The Casentino is the valley in which the first tract of the river Arno flows to Subbiano, Italy.

It is one of the four valleys (alongside Valdarno, Valdichiana, and Valtiberina) in which the Province of Arezzo is divided. Mount Falterona, from which the Arno starts, represents the northern boundary between the Casentino and Romagna. On the east of the valley are the Alpe di Serra and the Alpe di Catenaia, which separate the Casentino from the highest tract of the Valtiberina. On the west there is the Pratomagno, which separates the valley from the Valdarno Superiore. Part of the valley is included in the Foreste Casentinesi, Monte Falterona, Campigna National Park.

It can be said that the valley has an oval form, with an extension across the river that varies from a maximum of 60 km to a minimum of 30 km. The topography of the Casentino is especially various, including both plains and mountains rich in large forests. These mountains have often attracted great saints: it was here that St. Romuald built his hermitages at Camaldoli, and that less than two centuries later St. Francis of Assisi established the Sanctuary of La Verna, the headquarters of the Franciscan order.
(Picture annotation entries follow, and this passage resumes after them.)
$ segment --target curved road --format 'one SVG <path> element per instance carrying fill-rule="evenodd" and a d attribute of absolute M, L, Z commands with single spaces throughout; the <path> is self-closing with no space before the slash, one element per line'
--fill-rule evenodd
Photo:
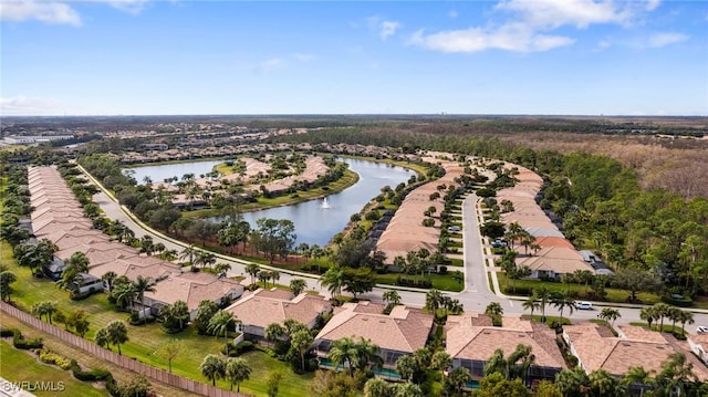
<path fill-rule="evenodd" d="M 93 177 L 91 177 L 85 170 L 80 166 L 80 169 L 84 171 L 84 174 L 96 185 L 102 191 L 94 196 L 94 201 L 105 211 L 105 215 L 110 219 L 117 219 L 125 223 L 127 227 L 133 229 L 135 236 L 140 238 L 145 234 L 149 234 L 153 237 L 155 242 L 162 242 L 165 244 L 167 249 L 174 249 L 178 252 L 181 251 L 188 244 L 183 243 L 180 241 L 174 240 L 169 237 L 164 236 L 163 233 L 149 228 L 145 223 L 135 219 L 127 209 L 123 208 L 118 205 L 118 202 L 110 195 L 103 190 L 101 184 L 98 184 Z M 485 255 L 485 239 L 481 237 L 479 232 L 479 223 L 483 220 L 481 207 L 479 206 L 478 197 L 475 194 L 469 195 L 462 201 L 462 239 L 464 239 L 464 258 L 465 258 L 465 288 L 461 292 L 457 293 L 446 293 L 447 295 L 458 299 L 460 303 L 464 304 L 466 311 L 475 311 L 475 312 L 485 312 L 485 309 L 490 302 L 499 302 L 504 310 L 506 314 L 522 314 L 524 310 L 522 307 L 522 302 L 525 300 L 524 297 L 509 297 L 503 295 L 500 292 L 492 292 L 489 285 L 489 279 L 492 280 L 492 284 L 494 284 L 493 291 L 500 291 L 497 275 L 492 268 L 487 265 L 487 257 Z M 489 248 L 488 248 L 489 249 Z M 227 262 L 231 264 L 231 271 L 229 272 L 229 276 L 242 275 L 249 278 L 246 273 L 244 267 L 249 262 L 230 258 L 227 255 L 217 254 L 220 262 Z M 491 261 L 490 261 L 491 263 Z M 281 274 L 279 283 L 289 284 L 290 280 L 293 278 L 304 279 L 308 283 L 308 289 L 312 291 L 317 291 L 320 294 L 329 296 L 329 292 L 326 289 L 323 289 L 319 279 L 309 273 L 301 273 L 294 271 L 288 271 L 280 268 L 270 268 L 266 265 L 260 265 L 263 269 L 273 269 L 278 270 Z M 489 275 L 488 275 L 489 273 Z M 407 288 L 397 288 L 394 285 L 377 285 L 374 291 L 361 295 L 363 299 L 368 299 L 372 301 L 381 302 L 382 294 L 388 290 L 397 290 L 400 294 L 400 299 L 403 303 L 410 304 L 414 306 L 423 306 L 425 304 L 425 290 L 416 290 L 416 289 L 407 289 Z M 594 303 L 595 306 L 610 306 L 606 303 Z M 639 310 L 637 306 L 632 305 L 621 305 L 621 304 L 612 304 L 613 307 L 617 309 L 622 315 L 621 318 L 616 321 L 616 324 L 628 324 L 629 322 L 638 322 L 639 318 Z M 594 311 L 573 311 L 570 316 L 572 318 L 583 318 L 591 320 L 596 318 L 598 314 L 598 310 Z M 708 311 L 705 310 L 693 310 L 696 324 L 708 325 Z M 546 315 L 559 315 L 558 310 L 553 306 L 548 306 L 545 310 Z M 569 317 L 569 311 L 565 310 L 563 315 Z M 693 332 L 695 326 L 687 326 L 687 331 Z"/>

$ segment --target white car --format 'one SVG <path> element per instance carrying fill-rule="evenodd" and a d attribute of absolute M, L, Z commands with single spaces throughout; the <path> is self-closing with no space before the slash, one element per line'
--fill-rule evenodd
<path fill-rule="evenodd" d="M 577 310 L 593 310 L 593 304 L 590 302 L 575 302 L 575 309 Z"/>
The valley's biggest comuni are all located in the Arno valley: among these the biggest are Bibbiena and Poppi, while Capolona, Castel Focognano, Castel San Niccolò, Pratovecchio, Stia, Subbiano are more or less smaller. The villages located on the neighbouring hills and mountains are much smaller. These are Chitignano, Chiusi della Verna, Montemignaio, Ortignano Raggiolo and Talla.

The Casentino is mentioned in the song "Ich hab in Penna einen Liebsten wohnen", from the Italieniches Liederbuch by Hugo Wolf.